FP-Wahlbeisitzer extra eingeladen

Außerdem betonte der Beamte, dass er die Wahlzeugen der Parteien gerne beim Auszählen dabei gehabt hätte. Wegen des knappen Ergebnisses habe er am Sonntag noch extra bei FPÖ und Grünen angerufen, und um Entsendung von Beisitzern gebeten. Tatsächlich gekommen seien dann aber nur zwei Grüne. Bei der FPÖ habe niemand Zeit gehabt. Tatsächlich kam der FP-Beisitzer erst zur Präsentation des Bezirksergebnisses am Nachmittag. "Es gab die Einladung, daran teilzunehmen", bestätigte er die Möglichkeit, der Auszählung beizuwohnen. Hingegangen sei er aber nicht.

Druck, rasch auszuzählen

Laut dem Bezirkshauptmann wurde bereits seit der Nationalratswahl 2013 so vorgegangen. Er begründete das Abweichen vom gesetzlichen Prozedere mit der großen Zahl an Briefwahlstimmen (15.901) und mit dem massiven politischen und medialen Druck, rasch ein Ergebnis zu liefern: "Es war jedem von uns bekannt, dass der Herr Bundesminister ein Ergebnis bekannt geben will und wenn ich nicht fertig bin, ist der Schwarze Peter sicher bei der Behörde." Einen Bezirk wie Liezen mit 9.000 Wahlkarten halte er für bewältigbar, aber für Graz-Umgebung habe ihm ein Mitarbeiter vorgerechnet, wie lange die Arbeiten dauern würden: "Wenn er das lege artis um neun begonnen hätte, wären wir mit dem Schlitzen frühestens nach sieben bis acht Stunden fertig gewesen."

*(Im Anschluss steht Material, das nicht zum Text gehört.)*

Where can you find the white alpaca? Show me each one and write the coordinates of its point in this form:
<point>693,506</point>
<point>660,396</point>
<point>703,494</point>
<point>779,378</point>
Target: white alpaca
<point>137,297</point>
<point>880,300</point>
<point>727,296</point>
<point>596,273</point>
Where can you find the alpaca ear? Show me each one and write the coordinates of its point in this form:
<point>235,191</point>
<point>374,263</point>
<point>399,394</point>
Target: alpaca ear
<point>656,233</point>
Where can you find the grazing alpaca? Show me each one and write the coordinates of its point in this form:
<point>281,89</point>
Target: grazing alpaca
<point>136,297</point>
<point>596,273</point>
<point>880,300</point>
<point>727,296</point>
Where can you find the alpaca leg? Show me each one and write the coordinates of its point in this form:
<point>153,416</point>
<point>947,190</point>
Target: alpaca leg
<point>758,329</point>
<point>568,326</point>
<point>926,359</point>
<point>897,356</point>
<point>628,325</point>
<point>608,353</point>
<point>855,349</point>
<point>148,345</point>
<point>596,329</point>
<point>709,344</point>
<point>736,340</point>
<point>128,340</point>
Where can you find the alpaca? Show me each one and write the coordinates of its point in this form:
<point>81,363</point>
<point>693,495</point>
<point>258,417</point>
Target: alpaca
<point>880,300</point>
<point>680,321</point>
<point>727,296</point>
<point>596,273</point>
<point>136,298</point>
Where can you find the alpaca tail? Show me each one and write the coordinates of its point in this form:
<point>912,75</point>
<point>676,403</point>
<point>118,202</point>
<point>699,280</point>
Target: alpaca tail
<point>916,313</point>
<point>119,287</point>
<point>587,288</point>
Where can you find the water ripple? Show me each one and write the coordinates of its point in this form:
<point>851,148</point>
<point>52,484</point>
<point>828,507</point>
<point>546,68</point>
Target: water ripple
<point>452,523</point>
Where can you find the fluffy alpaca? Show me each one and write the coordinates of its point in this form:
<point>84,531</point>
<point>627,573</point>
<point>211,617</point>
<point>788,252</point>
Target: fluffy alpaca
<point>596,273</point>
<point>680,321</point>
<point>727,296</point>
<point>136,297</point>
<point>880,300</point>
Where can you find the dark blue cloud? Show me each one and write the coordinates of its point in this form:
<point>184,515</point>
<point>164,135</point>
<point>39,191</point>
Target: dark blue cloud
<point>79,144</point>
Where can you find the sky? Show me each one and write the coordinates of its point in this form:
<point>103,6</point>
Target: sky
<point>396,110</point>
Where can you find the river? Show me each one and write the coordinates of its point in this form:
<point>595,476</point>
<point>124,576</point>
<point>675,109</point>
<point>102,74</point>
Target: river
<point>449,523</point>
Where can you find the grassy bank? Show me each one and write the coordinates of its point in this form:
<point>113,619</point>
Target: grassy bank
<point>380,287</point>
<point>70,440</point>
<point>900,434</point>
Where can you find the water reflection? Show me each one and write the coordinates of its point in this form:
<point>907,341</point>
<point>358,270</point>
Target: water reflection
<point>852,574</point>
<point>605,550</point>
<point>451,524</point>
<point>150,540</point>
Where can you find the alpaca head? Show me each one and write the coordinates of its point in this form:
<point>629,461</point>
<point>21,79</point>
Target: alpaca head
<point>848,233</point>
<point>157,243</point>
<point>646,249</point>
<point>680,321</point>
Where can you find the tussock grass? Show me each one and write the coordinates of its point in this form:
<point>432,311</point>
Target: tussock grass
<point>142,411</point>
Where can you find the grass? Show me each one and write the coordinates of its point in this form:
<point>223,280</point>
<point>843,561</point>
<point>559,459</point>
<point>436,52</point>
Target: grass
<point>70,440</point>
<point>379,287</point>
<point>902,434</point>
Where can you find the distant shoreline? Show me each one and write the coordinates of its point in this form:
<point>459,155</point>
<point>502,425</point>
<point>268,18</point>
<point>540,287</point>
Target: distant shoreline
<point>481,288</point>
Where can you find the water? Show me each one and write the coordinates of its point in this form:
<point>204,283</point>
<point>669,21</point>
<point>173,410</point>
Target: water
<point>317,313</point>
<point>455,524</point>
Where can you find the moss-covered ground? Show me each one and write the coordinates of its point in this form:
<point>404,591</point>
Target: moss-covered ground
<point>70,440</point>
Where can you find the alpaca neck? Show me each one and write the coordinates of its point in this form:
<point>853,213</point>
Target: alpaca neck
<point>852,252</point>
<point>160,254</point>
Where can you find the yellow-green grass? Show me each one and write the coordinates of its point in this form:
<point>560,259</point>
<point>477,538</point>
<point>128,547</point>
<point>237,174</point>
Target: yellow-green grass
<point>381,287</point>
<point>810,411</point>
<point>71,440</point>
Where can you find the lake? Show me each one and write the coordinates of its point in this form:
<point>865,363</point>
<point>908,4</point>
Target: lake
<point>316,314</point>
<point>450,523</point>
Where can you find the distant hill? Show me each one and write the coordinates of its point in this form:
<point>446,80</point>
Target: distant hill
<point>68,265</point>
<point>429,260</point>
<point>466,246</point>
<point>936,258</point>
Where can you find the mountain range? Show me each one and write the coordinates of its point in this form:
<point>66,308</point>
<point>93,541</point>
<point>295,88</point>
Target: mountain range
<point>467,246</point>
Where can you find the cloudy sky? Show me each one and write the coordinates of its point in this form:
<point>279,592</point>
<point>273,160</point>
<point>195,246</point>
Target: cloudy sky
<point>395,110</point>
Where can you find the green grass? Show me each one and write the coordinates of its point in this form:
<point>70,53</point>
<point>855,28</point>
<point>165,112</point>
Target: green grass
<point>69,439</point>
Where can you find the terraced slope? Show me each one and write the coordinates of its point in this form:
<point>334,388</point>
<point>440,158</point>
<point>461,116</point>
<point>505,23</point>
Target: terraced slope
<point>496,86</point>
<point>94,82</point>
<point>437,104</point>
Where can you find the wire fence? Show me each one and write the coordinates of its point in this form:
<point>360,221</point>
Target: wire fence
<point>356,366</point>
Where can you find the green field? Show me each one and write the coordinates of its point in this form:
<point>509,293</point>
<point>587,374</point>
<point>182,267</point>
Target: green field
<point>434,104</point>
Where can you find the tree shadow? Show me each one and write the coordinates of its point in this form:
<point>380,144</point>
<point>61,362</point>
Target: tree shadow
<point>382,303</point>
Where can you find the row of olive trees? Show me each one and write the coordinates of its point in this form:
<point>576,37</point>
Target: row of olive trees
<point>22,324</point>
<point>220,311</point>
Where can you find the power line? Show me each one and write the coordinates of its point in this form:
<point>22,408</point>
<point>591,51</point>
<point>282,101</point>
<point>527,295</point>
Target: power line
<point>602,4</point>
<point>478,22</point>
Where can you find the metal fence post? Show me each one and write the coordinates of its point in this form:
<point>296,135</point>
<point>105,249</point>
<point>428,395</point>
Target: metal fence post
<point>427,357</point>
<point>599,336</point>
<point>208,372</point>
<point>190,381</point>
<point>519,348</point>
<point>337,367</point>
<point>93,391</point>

Künftig kein pünktlich verkündetes Ergebnis

Der Landeswahlbehörde habe man die Bedenken mitgeteilt. Bis ins Innenministerium haben sich die Bedenken aber offenbar nicht durchgesprochen: Abteilungsleiter Robert Stein versicherte dem Gericht, "keinen Anhaltspunkt" für ein Abweichen von den gesetzlichen Vorschriften gehabt zu haben – zumal in den Protokollen eine ordnungsgemäße Vorgehensweise bestätigt wurde. Der mediale Druck auf ein rasches Ergebnis sei dem Ministerium "vom Bundesminsiter abwärts" egal, so Stein. "Das heißt, in Zukunft wird es kein Problem sein, dass der formelle Leiter der Bundeswahlbehörde (der Innenminister, Anm.) das Ergebnis noch nicht um 19.30 Uhr in derz ZiB verkünden kann, weil Sie ihm sagen werden, dass die Qualität vor geht", resümierte Holzinger in Richtung Stein. Dem Bezirkshauptmann dankte er für seine offene Aussage und dafür, dass er auch Verantwortung für Fehler übernommen hatte: "Sie haben mir ein klein wenig das Vertrauen ins das Berufsbeamtentum zurückgegeben."